The member of staff said: “I’d never heard of Banksy before and nobody knows what he looks like so we can’t be 100 per cent sure, but so far as we know it was him.”
The auction, which also included signed football shirts and other items, raised a total of £7500 for the Simpsons Special Care Babies charity.
But questions still remain over whether the artworks are the genuine article.
One customer who was at the auction and bought one of the pictures said: “Some of the work was signed and, from speaking to a friend who works in the left-field arts and music scene in London and who knows the real Banksy, everything seemed genuine enough to me.
“Of course, there is no way to 100 per cent verify the work – which is a big part of Banksy’s game when it comes to his street stencils.”
The customer said there had been 50 or 60 people in the pub.
“Given the excitement in the room, people were buying what they thought was genuine.
“All money went to charity so even if they turn out to be impersonations of Banksy, I guess people were willing to take that risk knowing he wasn’t going to benefit personally.
“I know from speaking to friends in London, Banksy does support charities and in this way and creates snap opportunities for ordinary folk who like his work to buy at a normal price that is not inflated by the art markets that come into play when the big auction houses sell his work.
“There’ll always be enigma and intrigue about his work and the work of his impersonators. I guess that’s part of the fun.”
The sale came as a mystery image appeared overnight earlier this week in Largo Place in Leith.
A nearby resident said: “It would appear Banksy is active in Edinburgh.”
Banksy did not respond to Evening News inquiries about whether he was or had been in the Capital, donated pictures to the Victoria Bar auction or left a trademark image in Leith.
Gill Mitchell, secretary to Simpsons Special Care Babies, said fundraising efforts for the charity at the Victoria Bar were set to raise almost £10,000. She added: “Thank you to the artist who some believe was Banksy. We’re astounded by the generosity of all the community and we thank them all.”
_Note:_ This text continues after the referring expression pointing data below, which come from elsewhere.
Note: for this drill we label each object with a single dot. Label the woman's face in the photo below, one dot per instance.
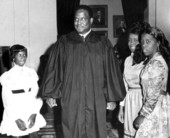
(133, 41)
(20, 58)
(149, 45)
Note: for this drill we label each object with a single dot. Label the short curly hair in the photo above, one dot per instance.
(15, 49)
(138, 28)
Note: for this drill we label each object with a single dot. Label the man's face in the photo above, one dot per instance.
(20, 58)
(82, 21)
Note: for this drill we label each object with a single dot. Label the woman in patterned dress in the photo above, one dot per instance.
(154, 117)
(21, 114)
(133, 66)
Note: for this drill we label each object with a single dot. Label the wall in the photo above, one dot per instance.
(31, 23)
(159, 13)
(114, 8)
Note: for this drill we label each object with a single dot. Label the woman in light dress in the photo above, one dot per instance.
(21, 114)
(133, 65)
(153, 120)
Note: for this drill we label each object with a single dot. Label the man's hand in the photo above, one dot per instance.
(138, 121)
(111, 105)
(121, 114)
(51, 102)
(31, 120)
(21, 124)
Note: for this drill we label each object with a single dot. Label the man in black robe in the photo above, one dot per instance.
(84, 73)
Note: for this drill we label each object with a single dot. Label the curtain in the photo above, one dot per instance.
(65, 15)
(133, 10)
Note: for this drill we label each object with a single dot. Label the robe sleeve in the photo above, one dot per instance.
(154, 84)
(114, 79)
(53, 74)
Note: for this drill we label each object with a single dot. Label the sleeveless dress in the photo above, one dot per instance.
(133, 99)
(156, 101)
(19, 90)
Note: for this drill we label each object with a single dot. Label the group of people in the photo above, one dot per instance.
(84, 73)
(145, 111)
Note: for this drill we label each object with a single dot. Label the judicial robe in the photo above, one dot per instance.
(85, 75)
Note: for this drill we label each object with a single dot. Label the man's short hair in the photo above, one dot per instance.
(85, 7)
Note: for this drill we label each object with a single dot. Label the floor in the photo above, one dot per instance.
(114, 127)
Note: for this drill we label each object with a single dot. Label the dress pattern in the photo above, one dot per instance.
(156, 101)
(133, 99)
(19, 90)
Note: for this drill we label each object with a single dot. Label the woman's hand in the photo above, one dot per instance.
(138, 121)
(121, 114)
(31, 120)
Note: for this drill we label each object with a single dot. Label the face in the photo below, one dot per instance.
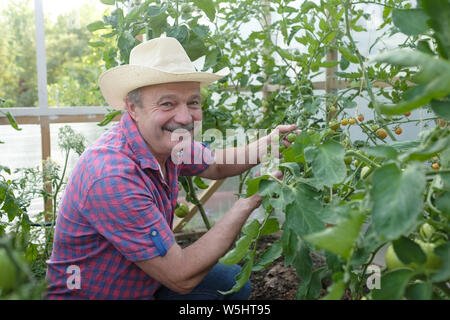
(166, 108)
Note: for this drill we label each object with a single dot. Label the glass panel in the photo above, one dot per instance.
(73, 67)
(89, 130)
(18, 76)
(22, 149)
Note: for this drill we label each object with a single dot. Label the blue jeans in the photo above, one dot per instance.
(220, 277)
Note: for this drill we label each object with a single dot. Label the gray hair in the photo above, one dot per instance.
(134, 97)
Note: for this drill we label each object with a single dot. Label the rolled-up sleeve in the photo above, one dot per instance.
(122, 211)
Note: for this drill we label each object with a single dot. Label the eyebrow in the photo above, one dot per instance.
(174, 97)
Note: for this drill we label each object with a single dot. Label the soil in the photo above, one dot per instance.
(277, 281)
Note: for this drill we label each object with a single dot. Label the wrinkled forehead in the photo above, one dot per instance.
(175, 89)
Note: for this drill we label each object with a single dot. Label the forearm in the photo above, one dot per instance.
(203, 254)
(231, 162)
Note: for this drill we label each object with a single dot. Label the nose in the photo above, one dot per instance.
(183, 115)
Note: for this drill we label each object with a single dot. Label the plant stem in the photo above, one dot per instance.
(347, 7)
(197, 202)
(362, 158)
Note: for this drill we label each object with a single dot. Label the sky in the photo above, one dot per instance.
(54, 8)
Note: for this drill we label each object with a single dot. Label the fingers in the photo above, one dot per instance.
(277, 174)
(285, 128)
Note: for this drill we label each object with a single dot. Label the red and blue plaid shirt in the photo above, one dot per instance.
(117, 209)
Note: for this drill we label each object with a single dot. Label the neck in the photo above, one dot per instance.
(161, 159)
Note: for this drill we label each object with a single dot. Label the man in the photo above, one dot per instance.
(113, 237)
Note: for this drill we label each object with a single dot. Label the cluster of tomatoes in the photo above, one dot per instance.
(379, 131)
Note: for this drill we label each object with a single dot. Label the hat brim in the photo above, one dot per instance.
(117, 82)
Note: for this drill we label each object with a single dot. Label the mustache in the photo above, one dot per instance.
(172, 128)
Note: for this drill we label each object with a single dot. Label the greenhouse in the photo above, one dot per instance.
(225, 150)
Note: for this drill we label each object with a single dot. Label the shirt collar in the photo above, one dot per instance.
(134, 138)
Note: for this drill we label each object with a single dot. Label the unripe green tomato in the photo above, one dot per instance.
(364, 171)
(276, 138)
(8, 272)
(426, 231)
(393, 262)
(348, 160)
(182, 211)
(291, 137)
(433, 262)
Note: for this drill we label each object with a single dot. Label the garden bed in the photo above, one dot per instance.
(277, 281)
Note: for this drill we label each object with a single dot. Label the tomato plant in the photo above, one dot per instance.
(370, 192)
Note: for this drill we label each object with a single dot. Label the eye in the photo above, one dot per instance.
(167, 104)
(194, 103)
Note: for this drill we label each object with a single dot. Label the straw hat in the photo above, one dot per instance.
(160, 60)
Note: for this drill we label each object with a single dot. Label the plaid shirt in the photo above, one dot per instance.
(116, 209)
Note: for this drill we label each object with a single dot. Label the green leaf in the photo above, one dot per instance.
(211, 59)
(441, 108)
(443, 274)
(12, 121)
(381, 151)
(96, 44)
(443, 203)
(428, 150)
(243, 276)
(200, 183)
(109, 117)
(419, 291)
(241, 249)
(292, 167)
(335, 291)
(195, 47)
(408, 251)
(393, 284)
(315, 286)
(208, 7)
(253, 184)
(269, 256)
(397, 199)
(327, 162)
(339, 239)
(295, 153)
(271, 226)
(411, 22)
(280, 196)
(290, 243)
(10, 206)
(178, 32)
(329, 64)
(97, 25)
(347, 53)
(302, 215)
(109, 2)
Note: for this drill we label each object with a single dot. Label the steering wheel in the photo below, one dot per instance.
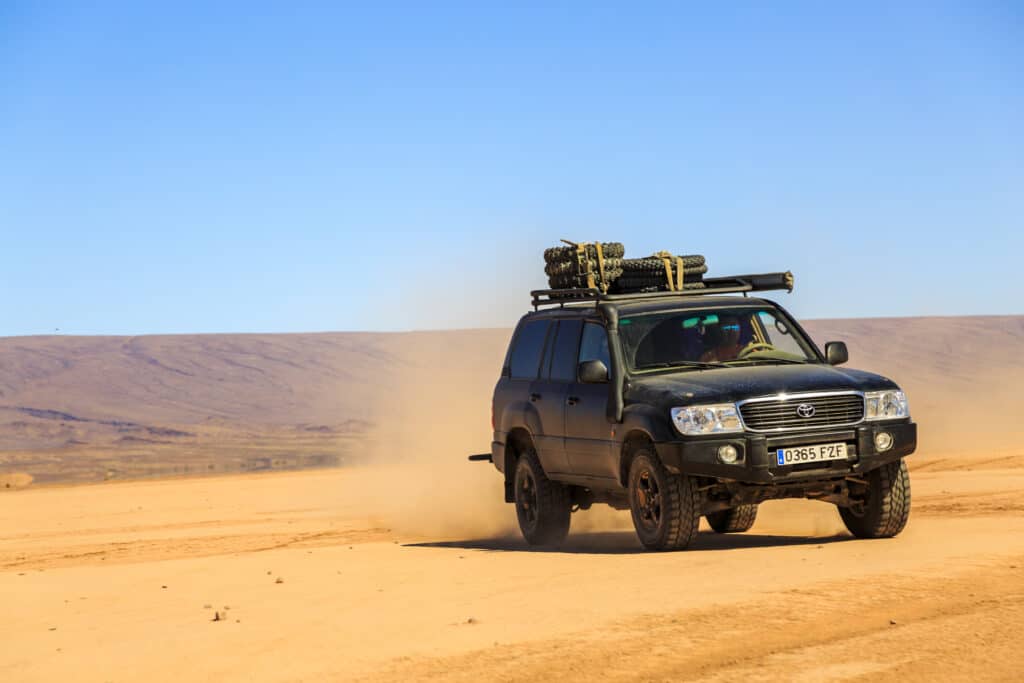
(754, 347)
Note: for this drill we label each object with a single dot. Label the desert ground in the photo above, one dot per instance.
(400, 562)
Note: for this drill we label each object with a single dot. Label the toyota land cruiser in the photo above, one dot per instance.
(682, 404)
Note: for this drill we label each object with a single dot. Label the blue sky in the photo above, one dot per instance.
(172, 167)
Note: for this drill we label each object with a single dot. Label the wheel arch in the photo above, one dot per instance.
(517, 441)
(636, 439)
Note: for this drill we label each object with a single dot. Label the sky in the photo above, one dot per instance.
(292, 167)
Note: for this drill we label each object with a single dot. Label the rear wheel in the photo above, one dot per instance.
(733, 520)
(666, 507)
(543, 506)
(886, 507)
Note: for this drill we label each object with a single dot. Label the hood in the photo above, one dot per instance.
(731, 384)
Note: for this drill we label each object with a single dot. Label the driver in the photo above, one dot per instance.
(726, 341)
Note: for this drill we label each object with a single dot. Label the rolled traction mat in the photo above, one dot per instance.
(608, 250)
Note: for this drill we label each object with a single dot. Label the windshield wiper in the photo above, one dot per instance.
(681, 364)
(790, 360)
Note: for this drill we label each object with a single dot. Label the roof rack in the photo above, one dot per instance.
(732, 285)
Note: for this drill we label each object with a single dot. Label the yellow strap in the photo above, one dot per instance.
(668, 272)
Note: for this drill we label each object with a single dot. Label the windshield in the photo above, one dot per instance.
(712, 338)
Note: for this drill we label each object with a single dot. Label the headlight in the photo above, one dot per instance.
(886, 406)
(695, 420)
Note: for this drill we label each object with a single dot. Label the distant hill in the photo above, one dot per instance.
(86, 408)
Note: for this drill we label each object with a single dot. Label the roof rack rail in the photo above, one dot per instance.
(730, 285)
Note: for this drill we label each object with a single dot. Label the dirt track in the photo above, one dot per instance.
(121, 582)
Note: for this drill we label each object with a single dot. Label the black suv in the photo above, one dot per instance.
(690, 403)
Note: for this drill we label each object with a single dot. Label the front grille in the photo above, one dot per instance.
(780, 415)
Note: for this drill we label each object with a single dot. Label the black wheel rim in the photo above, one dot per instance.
(648, 499)
(525, 499)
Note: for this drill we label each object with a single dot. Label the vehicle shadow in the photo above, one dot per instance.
(625, 543)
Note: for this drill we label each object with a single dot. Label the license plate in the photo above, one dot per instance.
(810, 454)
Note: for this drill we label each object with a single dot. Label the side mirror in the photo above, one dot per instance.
(836, 353)
(593, 372)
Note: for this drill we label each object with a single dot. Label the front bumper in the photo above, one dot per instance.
(757, 454)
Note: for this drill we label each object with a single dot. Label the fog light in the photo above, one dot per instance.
(883, 441)
(727, 454)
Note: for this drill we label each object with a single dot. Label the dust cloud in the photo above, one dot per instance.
(433, 414)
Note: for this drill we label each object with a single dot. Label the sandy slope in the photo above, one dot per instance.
(121, 582)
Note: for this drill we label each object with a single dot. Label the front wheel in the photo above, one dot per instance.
(543, 506)
(666, 507)
(886, 507)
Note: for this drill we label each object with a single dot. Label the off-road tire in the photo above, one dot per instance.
(674, 525)
(550, 502)
(733, 520)
(581, 282)
(571, 267)
(887, 507)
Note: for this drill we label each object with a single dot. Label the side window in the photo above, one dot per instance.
(566, 343)
(595, 344)
(524, 361)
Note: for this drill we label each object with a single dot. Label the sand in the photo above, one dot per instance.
(409, 566)
(123, 582)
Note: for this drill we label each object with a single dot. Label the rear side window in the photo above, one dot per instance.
(566, 345)
(524, 361)
(595, 344)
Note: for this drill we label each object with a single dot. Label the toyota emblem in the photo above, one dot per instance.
(805, 411)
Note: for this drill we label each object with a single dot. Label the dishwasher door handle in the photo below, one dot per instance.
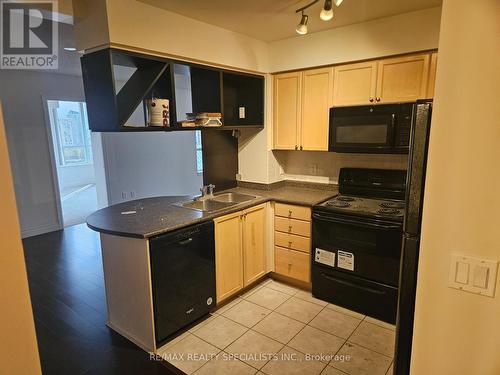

Banksy began his career as a graffiti artist in the early 1990s as part of an underground movement in Bristol. He switched from freehand work to the art of stencilling and typically produces striking and humorous images, sometimes combined with anti-war, anti-capitalist or anti-establishment slogans.
Last year, a Banksy artwork was left outside a Bristol youth club and later sold for more than £400,000, with the proceeds going – with the artist’s blessing – to the club.